Li quens Rollant se jut desuz un pin ;
Le comte Roland est étendu sous un pin.
Envers Espaigne en ad turnet sun vis.
Vers l'Espagne il a tourné son visage.
De plusurs choses a remembrer li prist :
De bien des choses le souvenir lui revient,
De tantes teres cum li bers cunquist,
de tant de terres que le baron a conquises,
De dulce France, des humes de sun lign,
de la douce France, des hommes de son lignage,
De Carlemagne, sun seignor, kil nurrit.
de Charlemagne, son seigneur, qui l'a formé.

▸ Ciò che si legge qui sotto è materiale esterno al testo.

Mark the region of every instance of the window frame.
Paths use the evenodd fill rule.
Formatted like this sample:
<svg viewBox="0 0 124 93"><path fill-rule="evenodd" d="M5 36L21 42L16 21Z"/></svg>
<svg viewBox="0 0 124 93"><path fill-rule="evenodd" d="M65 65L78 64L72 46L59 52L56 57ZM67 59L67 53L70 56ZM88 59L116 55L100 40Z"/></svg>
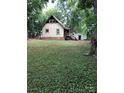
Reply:
<svg viewBox="0 0 124 93"><path fill-rule="evenodd" d="M49 33L49 29L47 28L47 29L45 29L45 33Z"/></svg>
<svg viewBox="0 0 124 93"><path fill-rule="evenodd" d="M59 28L56 29L56 35L60 35L60 29Z"/></svg>

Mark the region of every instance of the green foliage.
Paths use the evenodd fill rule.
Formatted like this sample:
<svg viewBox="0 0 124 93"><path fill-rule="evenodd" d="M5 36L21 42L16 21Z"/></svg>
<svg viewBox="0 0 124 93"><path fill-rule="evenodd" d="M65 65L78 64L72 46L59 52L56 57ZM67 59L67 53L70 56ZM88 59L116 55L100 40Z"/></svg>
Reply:
<svg viewBox="0 0 124 93"><path fill-rule="evenodd" d="M86 41L28 41L28 93L96 93L97 64Z"/></svg>
<svg viewBox="0 0 124 93"><path fill-rule="evenodd" d="M40 35L45 21L51 15L61 20L73 32L87 34L91 38L96 31L96 14L94 0L58 0L57 6L42 11L47 0L28 0L28 34L31 37Z"/></svg>
<svg viewBox="0 0 124 93"><path fill-rule="evenodd" d="M40 33L39 12L44 7L46 0L27 0L27 30L29 37L35 37Z"/></svg>

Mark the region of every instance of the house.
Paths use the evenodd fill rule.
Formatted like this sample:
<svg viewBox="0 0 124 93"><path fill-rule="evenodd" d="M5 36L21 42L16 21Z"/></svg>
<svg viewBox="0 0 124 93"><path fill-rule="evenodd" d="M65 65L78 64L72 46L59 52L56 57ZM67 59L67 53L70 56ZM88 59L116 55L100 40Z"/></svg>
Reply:
<svg viewBox="0 0 124 93"><path fill-rule="evenodd" d="M65 27L55 16L50 16L45 22L41 33L41 39L65 40L70 33L70 28Z"/></svg>
<svg viewBox="0 0 124 93"><path fill-rule="evenodd" d="M74 33L74 37L76 37L77 40L85 40L87 39L87 36L81 33Z"/></svg>

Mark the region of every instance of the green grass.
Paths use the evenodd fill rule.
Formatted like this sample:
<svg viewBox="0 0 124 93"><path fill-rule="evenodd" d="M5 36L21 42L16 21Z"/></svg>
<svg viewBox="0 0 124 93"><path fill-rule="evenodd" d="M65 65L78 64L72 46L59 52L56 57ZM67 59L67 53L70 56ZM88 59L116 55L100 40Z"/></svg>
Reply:
<svg viewBox="0 0 124 93"><path fill-rule="evenodd" d="M96 93L97 63L88 41L28 41L28 93Z"/></svg>

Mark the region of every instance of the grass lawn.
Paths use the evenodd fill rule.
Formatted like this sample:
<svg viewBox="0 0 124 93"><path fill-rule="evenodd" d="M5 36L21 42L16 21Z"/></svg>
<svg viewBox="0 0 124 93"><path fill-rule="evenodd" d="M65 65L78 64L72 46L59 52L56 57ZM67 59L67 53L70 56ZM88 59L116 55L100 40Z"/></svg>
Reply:
<svg viewBox="0 0 124 93"><path fill-rule="evenodd" d="M88 41L28 40L28 93L96 93Z"/></svg>

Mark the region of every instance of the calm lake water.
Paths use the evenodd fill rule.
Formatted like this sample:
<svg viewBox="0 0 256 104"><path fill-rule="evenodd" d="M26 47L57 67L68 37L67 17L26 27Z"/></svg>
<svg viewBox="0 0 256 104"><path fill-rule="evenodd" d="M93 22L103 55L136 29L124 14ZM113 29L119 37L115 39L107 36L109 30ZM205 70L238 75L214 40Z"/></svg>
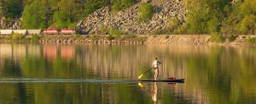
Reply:
<svg viewBox="0 0 256 104"><path fill-rule="evenodd" d="M0 103L256 103L256 48L0 43Z"/></svg>

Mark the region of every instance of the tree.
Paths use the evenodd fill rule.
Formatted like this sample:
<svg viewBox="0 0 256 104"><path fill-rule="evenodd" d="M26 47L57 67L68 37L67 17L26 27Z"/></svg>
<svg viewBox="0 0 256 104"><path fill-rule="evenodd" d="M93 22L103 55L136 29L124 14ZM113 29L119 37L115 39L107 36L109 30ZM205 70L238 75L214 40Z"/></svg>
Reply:
<svg viewBox="0 0 256 104"><path fill-rule="evenodd" d="M59 10L54 13L53 23L57 28L74 28L74 22L83 14L82 6L75 0L61 0L58 3Z"/></svg>
<svg viewBox="0 0 256 104"><path fill-rule="evenodd" d="M2 4L2 12L8 20L20 17L23 0L3 0Z"/></svg>
<svg viewBox="0 0 256 104"><path fill-rule="evenodd" d="M47 11L40 2L34 2L25 7L22 14L22 27L25 29L44 29L47 27Z"/></svg>

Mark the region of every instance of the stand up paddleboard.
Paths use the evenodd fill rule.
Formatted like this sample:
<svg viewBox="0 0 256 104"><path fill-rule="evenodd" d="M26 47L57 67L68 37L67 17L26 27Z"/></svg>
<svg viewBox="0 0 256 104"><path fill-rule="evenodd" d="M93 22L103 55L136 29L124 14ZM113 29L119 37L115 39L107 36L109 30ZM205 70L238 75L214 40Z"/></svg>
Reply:
<svg viewBox="0 0 256 104"><path fill-rule="evenodd" d="M177 82L177 83L183 83L184 79L138 79L141 82Z"/></svg>

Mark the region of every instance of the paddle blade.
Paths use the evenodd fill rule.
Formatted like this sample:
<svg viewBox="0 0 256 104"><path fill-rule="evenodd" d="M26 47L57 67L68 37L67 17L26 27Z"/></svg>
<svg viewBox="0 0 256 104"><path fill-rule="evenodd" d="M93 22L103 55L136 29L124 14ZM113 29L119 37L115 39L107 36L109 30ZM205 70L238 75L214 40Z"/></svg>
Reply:
<svg viewBox="0 0 256 104"><path fill-rule="evenodd" d="M142 83L137 83L137 85L139 85L141 88L143 88L143 85L142 85Z"/></svg>
<svg viewBox="0 0 256 104"><path fill-rule="evenodd" d="M143 74L141 74L140 76L138 76L138 79L141 79L143 76Z"/></svg>

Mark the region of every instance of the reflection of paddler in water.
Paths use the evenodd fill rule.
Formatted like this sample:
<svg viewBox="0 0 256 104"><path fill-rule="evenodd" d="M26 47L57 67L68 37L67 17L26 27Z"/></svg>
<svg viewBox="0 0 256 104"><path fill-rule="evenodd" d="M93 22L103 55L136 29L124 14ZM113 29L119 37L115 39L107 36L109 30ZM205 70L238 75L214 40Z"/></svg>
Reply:
<svg viewBox="0 0 256 104"><path fill-rule="evenodd" d="M142 83L138 83L138 85L141 88L144 88L144 86L142 85ZM150 92L148 90L146 90L145 89L143 89L144 91L146 91L148 94L151 95L151 98L152 101L156 103L157 102L157 93L158 93L158 88L157 88L157 82L154 82L154 85L153 85L153 91Z"/></svg>
<svg viewBox="0 0 256 104"><path fill-rule="evenodd" d="M157 83L154 83L154 90L152 93L152 101L155 103L157 101Z"/></svg>

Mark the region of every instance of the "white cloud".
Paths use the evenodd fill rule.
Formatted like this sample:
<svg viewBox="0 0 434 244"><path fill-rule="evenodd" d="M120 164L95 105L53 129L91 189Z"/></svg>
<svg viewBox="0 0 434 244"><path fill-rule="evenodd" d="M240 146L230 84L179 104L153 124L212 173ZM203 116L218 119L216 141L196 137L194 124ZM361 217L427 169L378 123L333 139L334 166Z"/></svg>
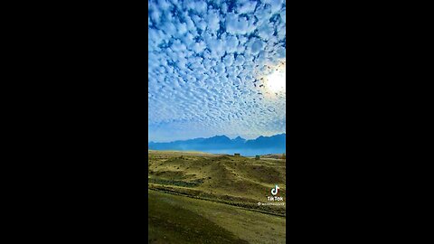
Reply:
<svg viewBox="0 0 434 244"><path fill-rule="evenodd" d="M151 139L285 131L285 94L259 80L286 59L285 2L149 2Z"/></svg>

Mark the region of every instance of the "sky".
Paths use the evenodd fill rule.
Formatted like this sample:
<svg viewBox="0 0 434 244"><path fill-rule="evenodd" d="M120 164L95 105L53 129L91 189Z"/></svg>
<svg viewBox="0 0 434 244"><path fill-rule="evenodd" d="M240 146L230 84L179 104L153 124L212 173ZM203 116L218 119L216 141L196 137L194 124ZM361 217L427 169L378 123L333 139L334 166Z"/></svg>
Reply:
<svg viewBox="0 0 434 244"><path fill-rule="evenodd" d="M285 0L148 6L148 141L285 133Z"/></svg>

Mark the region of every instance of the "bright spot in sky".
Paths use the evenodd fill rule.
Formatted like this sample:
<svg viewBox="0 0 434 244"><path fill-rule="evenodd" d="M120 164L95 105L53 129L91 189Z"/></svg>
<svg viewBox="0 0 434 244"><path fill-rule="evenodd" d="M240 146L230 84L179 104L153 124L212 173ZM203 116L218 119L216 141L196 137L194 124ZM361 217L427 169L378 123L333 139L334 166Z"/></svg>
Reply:
<svg viewBox="0 0 434 244"><path fill-rule="evenodd" d="M267 88L272 92L285 91L286 77L285 69L274 70L267 77Z"/></svg>

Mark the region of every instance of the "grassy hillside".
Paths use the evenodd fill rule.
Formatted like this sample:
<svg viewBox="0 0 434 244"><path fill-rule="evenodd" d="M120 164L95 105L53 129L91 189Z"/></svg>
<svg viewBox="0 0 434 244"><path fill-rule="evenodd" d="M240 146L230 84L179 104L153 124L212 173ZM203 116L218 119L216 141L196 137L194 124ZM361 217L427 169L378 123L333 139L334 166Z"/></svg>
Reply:
<svg viewBox="0 0 434 244"><path fill-rule="evenodd" d="M149 241L195 243L190 239L200 233L215 236L220 240L215 243L283 243L285 206L258 202L268 202L275 184L280 187L278 196L286 200L285 168L283 160L149 151ZM172 234L161 239L163 233ZM178 242L171 242L171 238Z"/></svg>

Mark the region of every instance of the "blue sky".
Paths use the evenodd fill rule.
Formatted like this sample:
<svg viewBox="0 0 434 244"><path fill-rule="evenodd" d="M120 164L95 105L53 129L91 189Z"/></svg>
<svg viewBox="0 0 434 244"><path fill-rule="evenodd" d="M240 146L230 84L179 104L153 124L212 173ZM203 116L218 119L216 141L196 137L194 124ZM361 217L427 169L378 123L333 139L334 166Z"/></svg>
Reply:
<svg viewBox="0 0 434 244"><path fill-rule="evenodd" d="M285 0L148 5L148 141L285 133Z"/></svg>

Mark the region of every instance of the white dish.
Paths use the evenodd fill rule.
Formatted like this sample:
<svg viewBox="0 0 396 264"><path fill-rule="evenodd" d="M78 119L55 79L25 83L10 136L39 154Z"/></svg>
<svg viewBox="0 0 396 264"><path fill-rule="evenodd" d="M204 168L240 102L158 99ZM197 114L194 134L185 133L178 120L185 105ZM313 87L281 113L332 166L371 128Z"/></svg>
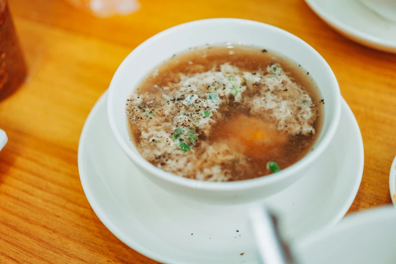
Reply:
<svg viewBox="0 0 396 264"><path fill-rule="evenodd" d="M392 162L390 170L389 172L389 191L393 205L396 206L396 157Z"/></svg>
<svg viewBox="0 0 396 264"><path fill-rule="evenodd" d="M257 263L247 206L181 199L148 180L113 137L105 101L105 94L85 122L78 169L88 201L110 231L161 262ZM265 201L282 217L282 233L288 240L337 223L358 192L363 141L343 100L342 113L334 140L318 162L294 185Z"/></svg>
<svg viewBox="0 0 396 264"><path fill-rule="evenodd" d="M304 264L394 264L396 211L392 206L348 216L294 247Z"/></svg>
<svg viewBox="0 0 396 264"><path fill-rule="evenodd" d="M177 40L177 41L176 41ZM131 142L125 103L130 93L153 68L189 48L241 43L268 50L298 62L309 72L326 103L323 122L313 150L281 171L246 181L199 181L176 176L146 160ZM210 203L258 201L286 189L305 174L330 144L340 119L341 95L337 79L312 47L280 28L256 21L224 18L198 20L176 26L151 37L135 49L117 69L109 88L107 115L116 141L137 167L153 182L173 194Z"/></svg>
<svg viewBox="0 0 396 264"><path fill-rule="evenodd" d="M8 139L6 133L4 130L0 129L0 150L2 150L4 146L6 146L8 141Z"/></svg>
<svg viewBox="0 0 396 264"><path fill-rule="evenodd" d="M325 22L363 45L396 53L396 23L378 15L359 0L305 0Z"/></svg>

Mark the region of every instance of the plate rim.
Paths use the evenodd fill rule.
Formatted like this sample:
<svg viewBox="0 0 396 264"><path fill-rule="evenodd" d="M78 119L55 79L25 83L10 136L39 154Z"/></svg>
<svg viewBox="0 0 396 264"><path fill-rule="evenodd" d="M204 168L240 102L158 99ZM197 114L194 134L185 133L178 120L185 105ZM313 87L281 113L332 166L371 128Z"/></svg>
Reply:
<svg viewBox="0 0 396 264"><path fill-rule="evenodd" d="M88 200L88 202L90 203L90 205L92 208L93 210L97 215L101 222L114 236L115 236L118 239L124 243L125 245L131 248L134 250L139 252L139 253L142 254L154 260L164 263L182 264L182 262L178 262L177 260L175 261L174 259L172 259L171 258L169 258L166 255L163 255L162 254L159 255L146 247L141 246L139 243L137 242L133 239L131 239L128 237L124 236L122 231L117 228L116 226L113 223L111 220L109 219L106 214L102 210L101 205L97 202L96 199L95 198L93 194L92 193L91 190L91 185L90 184L89 181L87 180L87 178L86 177L85 173L85 166L83 165L83 142L85 140L87 134L86 131L88 130L89 127L91 123L91 120L94 118L94 116L98 112L100 107L103 107L106 108L106 99L107 96L107 94L108 90L106 90L98 99L93 107L84 123L84 125L83 126L78 142L77 155L78 173L84 194L85 194L85 197ZM356 128L357 128L357 129L355 129L356 130L356 133L357 133L357 136L358 138L358 139L359 140L359 142L360 143L359 145L362 150L361 151L359 152L360 162L359 164L360 166L359 170L357 171L356 174L357 177L356 177L356 179L355 182L355 186L354 186L354 188L351 189L351 191L350 192L350 195L349 195L349 199L345 200L346 202L344 204L344 205L340 208L340 209L338 210L338 212L337 214L335 214L334 215L334 217L329 220L327 224L324 227L323 227L323 229L327 229L329 227L333 226L336 224L338 223L345 215L349 208L350 207L350 206L352 205L354 201L355 200L357 193L359 191L363 177L364 165L364 149L360 128L359 126L359 124L358 123L357 120L356 120L353 112L345 100L342 97L341 105L341 109L342 108L343 106L345 107L346 110L348 110L348 111L349 113L348 113L348 114L351 115L353 122L350 122L349 123L353 124L352 125L353 125ZM105 121L107 122L107 119L105 118L105 119L106 120ZM122 153L123 153L123 152ZM312 230L310 232L310 233L311 233L313 232L315 232L316 230ZM186 263L186 262L183 262L183 264Z"/></svg>
<svg viewBox="0 0 396 264"><path fill-rule="evenodd" d="M389 192L393 206L396 207L396 156L394 157L389 172Z"/></svg>
<svg viewBox="0 0 396 264"><path fill-rule="evenodd" d="M396 53L396 41L372 36L355 29L340 21L325 10L322 9L316 3L316 0L304 1L311 10L321 19L344 36L346 34L346 36L348 38L371 48L387 52ZM358 0L354 1L357 1ZM353 37L350 37L349 36L353 36Z"/></svg>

Ne poet muer n'en plurt e ne suspirt.
Il ne peut s'empêcher de pleurer et de soupirer.
Mais lui meïsme ne volt mettre en ubli,
Mais il ne veut pas s'oublier lui-même.
Cleimet sa culpe, si priet Deu mercit :
Il bat sa coulpe et demande pardon à Dieu :
" Veire Patene, ki unkes ne mentis,
" Père véritable qui jamais ne mentis,
Seint Lazaron de mort resurrexis,
toi qui ressuscitas saint Lazare
E Daniel des leons guaresis,
et qui sauvas Daniel des lions,
Guaris de mei l'anme de tuz perilz
sauve mon âme de tous les périls
Pur les pecchez que en ma vie fis!"
pour les péchés qu'en ma vie j'ai commis! "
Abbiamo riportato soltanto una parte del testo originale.